17.2.10

Em mim, carnaval. No amor, a matéria da alegria e da dor. No passista, os ritos de despedida.

Waldir Pedrosa Amorim


Herdei a paixão advinda de meu pai e nossa parentela, pelo carnaval pernambucano. Desde a minha tenra infância até os tempos de hoje, prossigo vivendo com variada intensidade os carnavais do Recife. Aliás, brinco, brinquei e, enquanto meus joelhos permitirem, brincarei os carnavais da terra na qual, mais do que apenas nasci. Transmiti naturalmente este legado cultural e este gosto, aos meus três filhos, e espero, junto com eles, poder transmiti-los aos meus netos.

Com incontida alegria, trouxe para a minha primeira netinha, Beatriz, bugigangas mercadas nos dias de carnaval. Dá prazer, observar pelas ruas da cidade antiga, muitos pequeninos trazidos pelos pais, para a partilha da alegria, desta inusitada festa popular, arrebatadora de multidões. É desta petizada a fiança de imortalidade das tradições artístico culturais de uma gente.

Brincar carnaval.

Brincar, é palavra exata e delineadora da magia que me assoma e aos que ali se encontram, imagino. Não é dançar, frevar, pular, desfilar, assistir, sapatear, vestir fantasia, nem mesmo cantar, jogar confetes, serpentinas, ou tão somente tomar um pifão, o que tempera o carnaval de Pernambuco. Brincar carnaval é um elo não corrompido entre o estar criança, a folie dita loucura e, uma outra folia, capaz de transmitir em o nosso idioma, mais que os festejos animados ou genericamente qualquer festa.
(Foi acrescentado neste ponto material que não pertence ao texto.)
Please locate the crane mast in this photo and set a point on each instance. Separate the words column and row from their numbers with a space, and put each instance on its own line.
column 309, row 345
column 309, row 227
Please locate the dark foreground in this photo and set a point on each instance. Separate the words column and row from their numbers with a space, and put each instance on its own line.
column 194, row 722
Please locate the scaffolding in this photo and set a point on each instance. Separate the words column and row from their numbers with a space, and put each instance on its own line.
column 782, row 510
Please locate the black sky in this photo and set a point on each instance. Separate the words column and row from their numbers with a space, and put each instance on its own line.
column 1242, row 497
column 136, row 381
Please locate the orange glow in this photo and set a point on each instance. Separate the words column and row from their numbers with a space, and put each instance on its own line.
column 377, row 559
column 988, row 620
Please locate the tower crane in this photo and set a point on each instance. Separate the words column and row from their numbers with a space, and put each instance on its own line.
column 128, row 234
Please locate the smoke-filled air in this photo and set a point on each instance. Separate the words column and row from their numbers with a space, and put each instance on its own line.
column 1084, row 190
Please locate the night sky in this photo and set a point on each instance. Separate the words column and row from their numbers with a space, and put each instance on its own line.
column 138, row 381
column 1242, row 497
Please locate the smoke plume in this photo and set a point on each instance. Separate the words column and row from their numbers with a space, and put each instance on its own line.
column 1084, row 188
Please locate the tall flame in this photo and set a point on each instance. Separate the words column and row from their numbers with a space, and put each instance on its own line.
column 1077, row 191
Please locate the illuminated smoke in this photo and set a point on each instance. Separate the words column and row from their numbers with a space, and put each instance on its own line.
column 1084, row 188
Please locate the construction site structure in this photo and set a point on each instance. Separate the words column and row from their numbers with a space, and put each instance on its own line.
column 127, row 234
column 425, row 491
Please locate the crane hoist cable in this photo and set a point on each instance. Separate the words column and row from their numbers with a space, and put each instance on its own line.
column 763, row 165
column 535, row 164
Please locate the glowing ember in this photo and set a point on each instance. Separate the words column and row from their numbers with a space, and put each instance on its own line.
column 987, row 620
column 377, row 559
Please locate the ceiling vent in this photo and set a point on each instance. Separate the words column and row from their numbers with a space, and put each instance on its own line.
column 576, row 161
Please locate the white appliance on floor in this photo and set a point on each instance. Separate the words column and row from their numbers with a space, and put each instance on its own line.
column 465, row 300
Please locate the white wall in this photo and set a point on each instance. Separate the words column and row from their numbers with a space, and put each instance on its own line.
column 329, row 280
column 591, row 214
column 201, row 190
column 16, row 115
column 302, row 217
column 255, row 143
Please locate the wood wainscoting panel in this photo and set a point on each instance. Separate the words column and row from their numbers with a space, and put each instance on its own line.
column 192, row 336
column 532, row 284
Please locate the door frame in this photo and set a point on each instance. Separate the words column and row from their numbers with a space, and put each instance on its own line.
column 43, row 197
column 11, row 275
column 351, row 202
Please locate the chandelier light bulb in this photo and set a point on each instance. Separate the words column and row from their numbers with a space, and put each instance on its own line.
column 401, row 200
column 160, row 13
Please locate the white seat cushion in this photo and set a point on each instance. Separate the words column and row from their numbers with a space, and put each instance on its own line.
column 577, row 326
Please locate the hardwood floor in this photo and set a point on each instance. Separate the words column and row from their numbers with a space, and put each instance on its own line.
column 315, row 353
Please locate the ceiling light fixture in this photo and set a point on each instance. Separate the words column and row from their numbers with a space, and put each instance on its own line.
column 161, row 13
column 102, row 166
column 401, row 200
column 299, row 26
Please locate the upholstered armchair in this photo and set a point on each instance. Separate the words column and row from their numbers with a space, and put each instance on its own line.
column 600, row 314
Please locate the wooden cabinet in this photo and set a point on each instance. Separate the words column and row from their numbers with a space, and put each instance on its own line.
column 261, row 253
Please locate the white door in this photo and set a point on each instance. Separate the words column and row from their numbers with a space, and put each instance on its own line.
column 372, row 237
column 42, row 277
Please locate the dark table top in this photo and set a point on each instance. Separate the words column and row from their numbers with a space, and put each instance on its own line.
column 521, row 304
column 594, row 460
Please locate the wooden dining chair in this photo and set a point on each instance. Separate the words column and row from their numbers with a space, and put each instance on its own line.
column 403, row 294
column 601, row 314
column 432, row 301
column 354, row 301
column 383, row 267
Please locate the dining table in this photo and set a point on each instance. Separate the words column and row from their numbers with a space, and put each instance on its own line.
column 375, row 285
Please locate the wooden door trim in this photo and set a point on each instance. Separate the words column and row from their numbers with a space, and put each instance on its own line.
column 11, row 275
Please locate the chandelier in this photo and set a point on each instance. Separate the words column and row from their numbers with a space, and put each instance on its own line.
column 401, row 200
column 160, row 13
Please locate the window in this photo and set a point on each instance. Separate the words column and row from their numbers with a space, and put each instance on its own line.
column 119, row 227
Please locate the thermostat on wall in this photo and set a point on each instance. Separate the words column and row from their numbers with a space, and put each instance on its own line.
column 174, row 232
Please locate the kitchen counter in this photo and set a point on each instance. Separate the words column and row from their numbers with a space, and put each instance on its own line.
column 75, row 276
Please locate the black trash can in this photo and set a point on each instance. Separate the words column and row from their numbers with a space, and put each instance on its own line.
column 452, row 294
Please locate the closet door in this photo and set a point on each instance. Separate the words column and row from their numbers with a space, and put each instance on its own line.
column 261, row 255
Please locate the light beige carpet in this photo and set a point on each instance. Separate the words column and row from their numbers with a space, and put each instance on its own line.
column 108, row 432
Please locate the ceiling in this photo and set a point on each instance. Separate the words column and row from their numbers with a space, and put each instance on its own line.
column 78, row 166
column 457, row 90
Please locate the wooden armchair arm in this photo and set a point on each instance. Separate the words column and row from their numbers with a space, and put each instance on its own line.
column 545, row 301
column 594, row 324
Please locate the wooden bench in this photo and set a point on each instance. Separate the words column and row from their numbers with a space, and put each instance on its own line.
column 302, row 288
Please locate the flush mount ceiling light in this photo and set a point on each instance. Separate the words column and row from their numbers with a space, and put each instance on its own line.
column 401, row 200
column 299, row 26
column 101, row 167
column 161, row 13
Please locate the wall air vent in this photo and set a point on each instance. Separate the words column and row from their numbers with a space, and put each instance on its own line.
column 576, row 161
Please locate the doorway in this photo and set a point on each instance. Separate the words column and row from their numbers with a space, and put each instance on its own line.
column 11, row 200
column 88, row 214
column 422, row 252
Brincar o carnaval, é expressão unicamente apropriada para ladrilhar a conotação da folia carnavalesca em Pernambuco. Contemporizam-se nesse folião, imagens e coisas como; um desejo ardente, a lúdica e brincante possibilidade da irrealidade; ressaibos generosos de promessa, de regresso sazonal; retempero de altivez, auto-estima, confraternidade.

Permito-me escrutinar algo a mais... Ouvindo o Bloco da Saudade a cantar, identifico comovido; carinho na recordação, obstinação na saudade.

Ingredientes ternos, sazonalmente repisados em braços dados com a frágil e insistente humanidade passista e passante, atrás de algum bloco e estandarte de um carnaval.